Ja, endlich! Der MacPro erscheint mit Silicon-Chip. Wurde auch langsam Zeit. Zwei Jahre hatten sie für diese Transformation versprochen. Andererseits… Apple hat nie gesagt, wo das Jahr vergeht. Nimmt man ein Mars-Jahr mit 687 (Erden-) Tagen, dann liegt Apple weit vor dem Zeitplan! Das einfachste Modell des neuen MacBook Air in 15 Zoll kostet 1.600 Euro, was ein angemessener Preis und verlockend sein dürfte. Also Daumen hoch! Nehme ich das Top-Modell mit 24 GB-Arbeitsspeicher und 2 TB-Festplatte, dann kostet das Gerät schon 3.000 Euro und ich bin genau beim einfachsten MacBook Pro mit 16 Zoll. Daumen runter. Der neue Mac Studio mit dem neuen Chip M2 Ultra. Wie erwartet.

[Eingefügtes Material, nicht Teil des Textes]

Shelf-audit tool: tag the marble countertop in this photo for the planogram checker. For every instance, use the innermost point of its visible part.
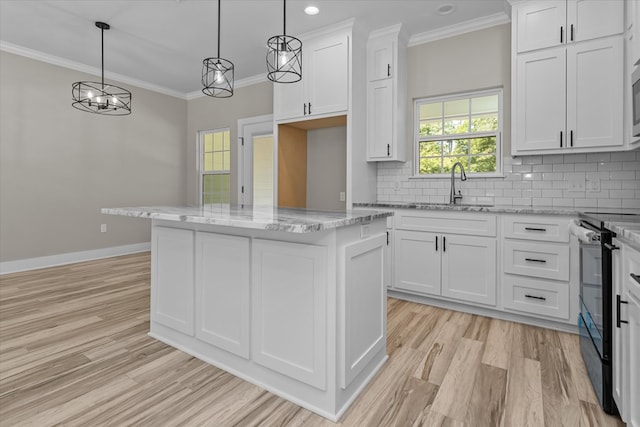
(547, 210)
(259, 217)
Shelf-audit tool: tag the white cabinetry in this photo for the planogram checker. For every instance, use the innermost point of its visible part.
(222, 291)
(543, 24)
(386, 95)
(324, 88)
(290, 337)
(451, 255)
(172, 263)
(536, 261)
(568, 72)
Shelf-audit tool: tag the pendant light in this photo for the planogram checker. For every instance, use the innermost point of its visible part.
(98, 98)
(217, 73)
(284, 58)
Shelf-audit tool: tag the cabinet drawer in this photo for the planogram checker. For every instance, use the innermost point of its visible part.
(547, 261)
(535, 296)
(476, 224)
(536, 228)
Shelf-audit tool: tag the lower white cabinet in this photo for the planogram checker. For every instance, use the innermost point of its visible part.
(454, 266)
(222, 291)
(289, 316)
(172, 270)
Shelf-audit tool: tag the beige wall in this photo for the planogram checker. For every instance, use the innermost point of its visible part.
(471, 61)
(326, 168)
(205, 113)
(59, 165)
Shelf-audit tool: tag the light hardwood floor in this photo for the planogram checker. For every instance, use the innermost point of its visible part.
(74, 351)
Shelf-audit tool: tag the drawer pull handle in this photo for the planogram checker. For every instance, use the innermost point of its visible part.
(618, 302)
(535, 260)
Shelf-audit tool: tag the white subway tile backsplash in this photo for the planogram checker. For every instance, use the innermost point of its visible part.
(529, 181)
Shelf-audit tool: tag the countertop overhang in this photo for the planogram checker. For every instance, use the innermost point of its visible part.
(290, 220)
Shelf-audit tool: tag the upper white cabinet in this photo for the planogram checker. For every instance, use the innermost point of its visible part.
(386, 95)
(543, 24)
(568, 68)
(324, 88)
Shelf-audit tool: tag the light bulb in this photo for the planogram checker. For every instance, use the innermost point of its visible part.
(284, 56)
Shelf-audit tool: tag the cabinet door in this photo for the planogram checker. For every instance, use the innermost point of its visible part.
(388, 260)
(365, 307)
(222, 291)
(380, 59)
(633, 364)
(380, 119)
(327, 74)
(540, 101)
(172, 278)
(469, 268)
(541, 24)
(594, 93)
(289, 99)
(590, 19)
(289, 309)
(620, 336)
(417, 266)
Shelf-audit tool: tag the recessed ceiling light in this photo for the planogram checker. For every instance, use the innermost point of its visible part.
(311, 10)
(445, 9)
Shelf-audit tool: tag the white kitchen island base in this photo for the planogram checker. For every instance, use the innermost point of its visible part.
(302, 314)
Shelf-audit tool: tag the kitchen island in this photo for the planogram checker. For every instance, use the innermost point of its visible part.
(291, 300)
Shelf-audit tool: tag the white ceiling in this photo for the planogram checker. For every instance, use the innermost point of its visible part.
(163, 42)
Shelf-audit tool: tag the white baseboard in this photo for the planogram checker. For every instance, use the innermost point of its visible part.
(7, 267)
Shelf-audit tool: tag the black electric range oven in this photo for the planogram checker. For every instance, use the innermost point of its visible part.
(595, 322)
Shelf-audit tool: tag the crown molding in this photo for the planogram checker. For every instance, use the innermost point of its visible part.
(66, 63)
(462, 28)
(238, 84)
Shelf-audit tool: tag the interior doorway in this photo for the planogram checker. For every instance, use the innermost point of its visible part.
(256, 174)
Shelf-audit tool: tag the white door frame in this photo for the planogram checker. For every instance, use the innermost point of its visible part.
(247, 128)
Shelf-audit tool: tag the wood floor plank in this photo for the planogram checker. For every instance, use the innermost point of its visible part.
(523, 406)
(74, 351)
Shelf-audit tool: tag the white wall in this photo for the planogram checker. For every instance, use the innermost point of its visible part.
(59, 166)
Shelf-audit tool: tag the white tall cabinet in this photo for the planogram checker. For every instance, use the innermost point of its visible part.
(567, 70)
(386, 95)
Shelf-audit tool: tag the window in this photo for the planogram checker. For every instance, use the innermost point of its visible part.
(215, 161)
(463, 128)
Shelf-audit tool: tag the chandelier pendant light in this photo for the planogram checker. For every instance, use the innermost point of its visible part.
(284, 57)
(98, 98)
(217, 73)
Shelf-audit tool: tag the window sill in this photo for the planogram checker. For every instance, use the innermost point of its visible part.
(448, 176)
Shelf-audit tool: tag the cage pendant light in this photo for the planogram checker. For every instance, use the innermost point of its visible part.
(217, 73)
(284, 57)
(99, 98)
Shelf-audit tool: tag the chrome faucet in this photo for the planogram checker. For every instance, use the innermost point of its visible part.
(463, 177)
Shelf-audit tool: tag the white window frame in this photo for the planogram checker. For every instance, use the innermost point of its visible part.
(451, 97)
(200, 161)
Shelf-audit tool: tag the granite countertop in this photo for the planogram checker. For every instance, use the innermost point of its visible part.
(260, 217)
(547, 210)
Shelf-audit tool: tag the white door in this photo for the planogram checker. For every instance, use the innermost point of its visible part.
(540, 101)
(594, 93)
(256, 161)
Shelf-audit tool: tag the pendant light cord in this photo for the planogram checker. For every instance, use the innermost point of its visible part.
(218, 28)
(284, 12)
(102, 40)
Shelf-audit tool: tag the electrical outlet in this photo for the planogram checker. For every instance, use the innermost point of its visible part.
(593, 185)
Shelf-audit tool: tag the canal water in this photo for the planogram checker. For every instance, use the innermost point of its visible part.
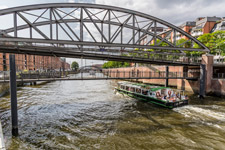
(87, 115)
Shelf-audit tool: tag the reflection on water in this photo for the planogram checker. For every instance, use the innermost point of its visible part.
(88, 115)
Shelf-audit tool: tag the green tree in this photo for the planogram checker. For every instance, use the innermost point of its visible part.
(74, 65)
(214, 41)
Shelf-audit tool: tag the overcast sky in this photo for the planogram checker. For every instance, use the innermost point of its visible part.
(173, 11)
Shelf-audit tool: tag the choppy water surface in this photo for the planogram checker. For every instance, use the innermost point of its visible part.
(87, 115)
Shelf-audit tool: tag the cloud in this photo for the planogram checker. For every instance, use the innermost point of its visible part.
(71, 1)
(173, 11)
(3, 7)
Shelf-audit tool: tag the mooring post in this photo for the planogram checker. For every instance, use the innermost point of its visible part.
(167, 76)
(202, 81)
(14, 114)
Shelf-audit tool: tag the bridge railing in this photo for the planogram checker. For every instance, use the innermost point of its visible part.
(149, 74)
(219, 75)
(4, 75)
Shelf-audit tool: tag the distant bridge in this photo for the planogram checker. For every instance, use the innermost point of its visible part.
(103, 33)
(107, 75)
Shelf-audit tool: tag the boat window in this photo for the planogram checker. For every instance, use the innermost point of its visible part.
(132, 89)
(144, 92)
(127, 88)
(138, 90)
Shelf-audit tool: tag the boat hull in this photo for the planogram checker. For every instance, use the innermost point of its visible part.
(162, 103)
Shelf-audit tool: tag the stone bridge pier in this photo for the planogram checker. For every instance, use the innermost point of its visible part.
(204, 84)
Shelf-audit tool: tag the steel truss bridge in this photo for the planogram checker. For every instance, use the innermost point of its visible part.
(106, 75)
(93, 31)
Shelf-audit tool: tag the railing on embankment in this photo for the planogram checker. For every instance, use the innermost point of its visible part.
(151, 75)
(4, 75)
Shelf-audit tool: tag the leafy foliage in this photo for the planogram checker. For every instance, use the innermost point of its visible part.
(214, 41)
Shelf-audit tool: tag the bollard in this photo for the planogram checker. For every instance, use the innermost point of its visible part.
(13, 94)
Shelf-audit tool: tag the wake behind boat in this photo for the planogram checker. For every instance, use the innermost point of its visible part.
(162, 96)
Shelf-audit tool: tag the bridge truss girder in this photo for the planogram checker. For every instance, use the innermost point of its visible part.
(76, 27)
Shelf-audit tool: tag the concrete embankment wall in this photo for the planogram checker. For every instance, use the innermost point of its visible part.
(218, 87)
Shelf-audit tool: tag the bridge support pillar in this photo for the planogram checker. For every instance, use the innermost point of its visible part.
(207, 60)
(202, 81)
(13, 94)
(167, 76)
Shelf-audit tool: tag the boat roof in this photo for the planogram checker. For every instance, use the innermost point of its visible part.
(140, 85)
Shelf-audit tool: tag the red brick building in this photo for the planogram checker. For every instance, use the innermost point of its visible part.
(33, 62)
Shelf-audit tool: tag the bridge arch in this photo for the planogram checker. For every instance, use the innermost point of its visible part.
(65, 29)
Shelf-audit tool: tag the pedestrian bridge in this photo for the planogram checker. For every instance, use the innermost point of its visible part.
(105, 75)
(97, 32)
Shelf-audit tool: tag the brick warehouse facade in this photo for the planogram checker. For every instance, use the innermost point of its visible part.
(33, 62)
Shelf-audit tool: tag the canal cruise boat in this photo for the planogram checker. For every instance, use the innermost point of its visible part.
(162, 96)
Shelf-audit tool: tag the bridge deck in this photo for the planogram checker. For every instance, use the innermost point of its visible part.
(96, 78)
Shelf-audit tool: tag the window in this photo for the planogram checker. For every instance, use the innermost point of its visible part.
(144, 92)
(132, 89)
(127, 88)
(138, 90)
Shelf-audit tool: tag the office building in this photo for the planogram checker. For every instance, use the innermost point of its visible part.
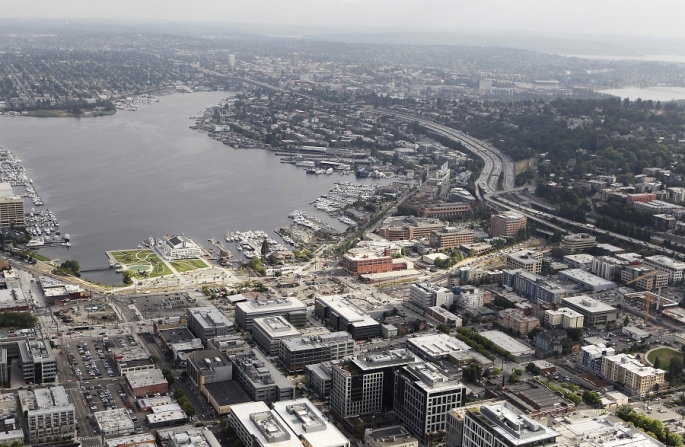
(189, 437)
(259, 378)
(48, 414)
(143, 383)
(114, 422)
(424, 394)
(528, 260)
(575, 243)
(297, 352)
(580, 261)
(636, 378)
(317, 377)
(451, 237)
(586, 280)
(340, 314)
(435, 347)
(395, 436)
(38, 363)
(563, 317)
(258, 426)
(363, 261)
(267, 333)
(208, 366)
(308, 423)
(503, 425)
(507, 224)
(424, 295)
(665, 264)
(654, 282)
(365, 385)
(595, 313)
(208, 322)
(517, 321)
(11, 207)
(292, 309)
(408, 228)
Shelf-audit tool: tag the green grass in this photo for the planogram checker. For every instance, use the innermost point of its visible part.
(132, 257)
(665, 355)
(187, 265)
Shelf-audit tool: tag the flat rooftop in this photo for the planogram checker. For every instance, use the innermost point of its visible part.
(584, 303)
(227, 393)
(506, 342)
(276, 326)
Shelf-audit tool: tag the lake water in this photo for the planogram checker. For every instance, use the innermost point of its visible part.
(115, 181)
(663, 94)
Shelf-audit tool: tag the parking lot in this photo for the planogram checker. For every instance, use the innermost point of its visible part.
(166, 305)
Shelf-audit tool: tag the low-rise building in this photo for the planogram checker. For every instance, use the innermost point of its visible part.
(258, 426)
(395, 436)
(507, 224)
(143, 383)
(517, 321)
(526, 260)
(114, 422)
(451, 237)
(292, 309)
(595, 312)
(297, 352)
(424, 295)
(563, 317)
(309, 424)
(267, 333)
(48, 414)
(587, 281)
(259, 378)
(340, 314)
(208, 322)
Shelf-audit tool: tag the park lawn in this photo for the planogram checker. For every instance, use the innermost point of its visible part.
(144, 257)
(665, 355)
(187, 265)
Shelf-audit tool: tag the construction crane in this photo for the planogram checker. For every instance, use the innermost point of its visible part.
(648, 295)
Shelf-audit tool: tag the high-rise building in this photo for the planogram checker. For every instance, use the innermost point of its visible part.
(365, 385)
(424, 393)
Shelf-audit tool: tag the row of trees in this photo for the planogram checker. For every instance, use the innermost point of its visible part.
(653, 427)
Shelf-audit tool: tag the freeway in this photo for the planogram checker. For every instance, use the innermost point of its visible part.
(496, 162)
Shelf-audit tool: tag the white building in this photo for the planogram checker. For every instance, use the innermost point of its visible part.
(258, 426)
(114, 422)
(563, 317)
(425, 295)
(180, 247)
(309, 424)
(665, 264)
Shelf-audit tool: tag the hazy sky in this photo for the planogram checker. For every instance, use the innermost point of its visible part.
(617, 17)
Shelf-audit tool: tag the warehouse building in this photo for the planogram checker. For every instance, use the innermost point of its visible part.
(291, 309)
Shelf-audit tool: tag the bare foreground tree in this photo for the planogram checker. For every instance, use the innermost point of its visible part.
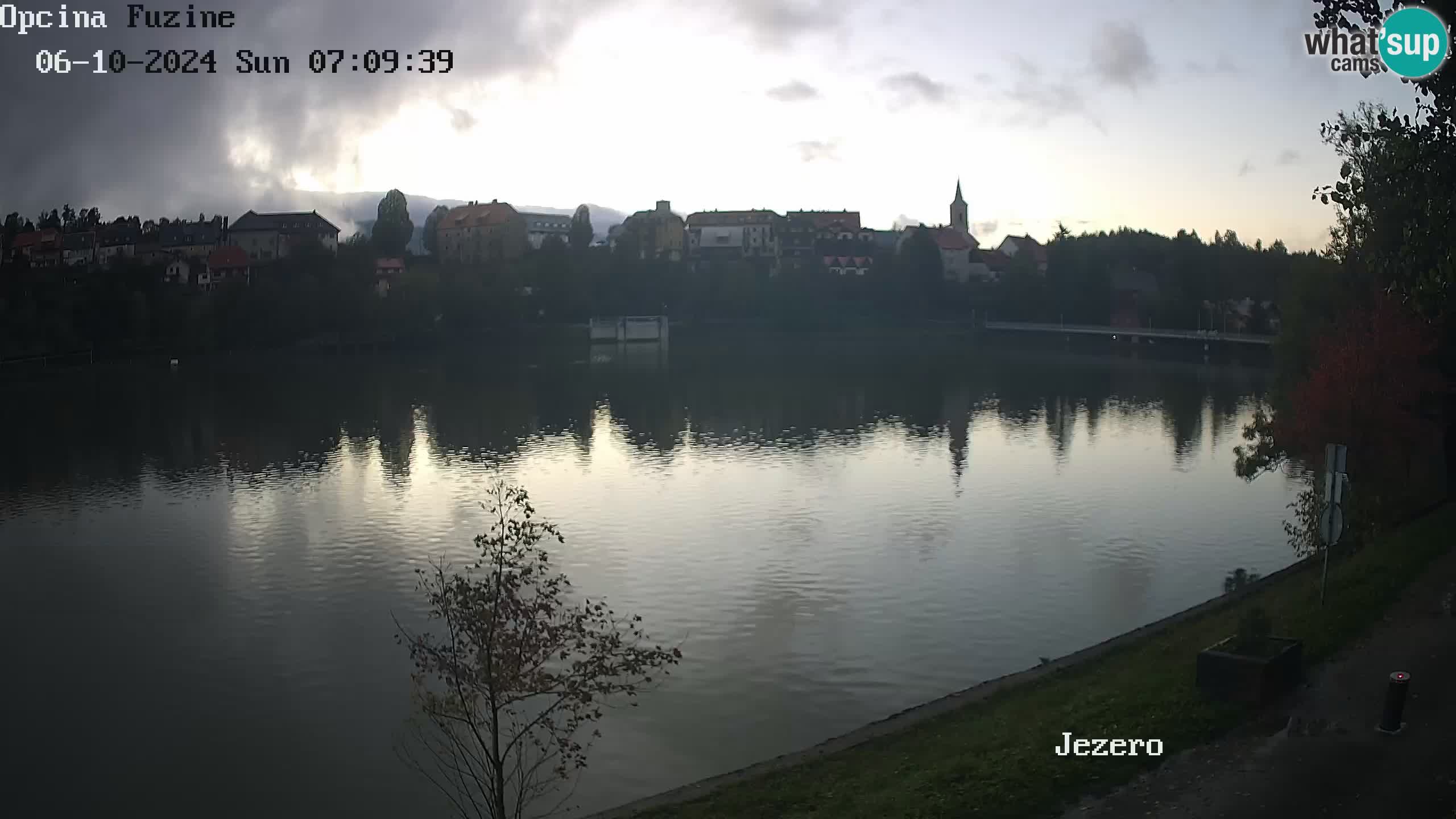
(518, 672)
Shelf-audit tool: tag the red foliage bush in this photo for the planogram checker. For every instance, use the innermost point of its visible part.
(1369, 382)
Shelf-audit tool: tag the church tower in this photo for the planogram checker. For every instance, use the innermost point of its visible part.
(958, 218)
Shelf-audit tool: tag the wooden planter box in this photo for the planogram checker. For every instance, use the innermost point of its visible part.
(1254, 680)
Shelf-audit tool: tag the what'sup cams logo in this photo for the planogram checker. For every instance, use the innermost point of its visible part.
(1413, 43)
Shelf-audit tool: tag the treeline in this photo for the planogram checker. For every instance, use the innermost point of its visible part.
(321, 297)
(72, 221)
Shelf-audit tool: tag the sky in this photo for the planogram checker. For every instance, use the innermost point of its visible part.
(1158, 114)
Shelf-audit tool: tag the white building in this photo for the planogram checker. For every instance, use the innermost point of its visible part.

Tops iPadOS: Widgets, Health und Lock Screens

(Bild: Apple)

Interaktive Widgets mit Quick-Actions. Was sich anhört, wie der gescheiterte Versuch einer Kommunikation könnte interessant sein. Und endlich gibt es die Health-App auf dem großen Display des iPads. Danke, Apple! Auch die neuen Lock Screens (sagen wir besser: die neuen Lock Screen-Möglichkeiten) sehen chic aus!

Flops iPadOS: PDF

Ich nenne nur ein Jahr: 1992. Seitdem gibt es das Portable Document Format. Nur 31 Jahre später… lassen wir das!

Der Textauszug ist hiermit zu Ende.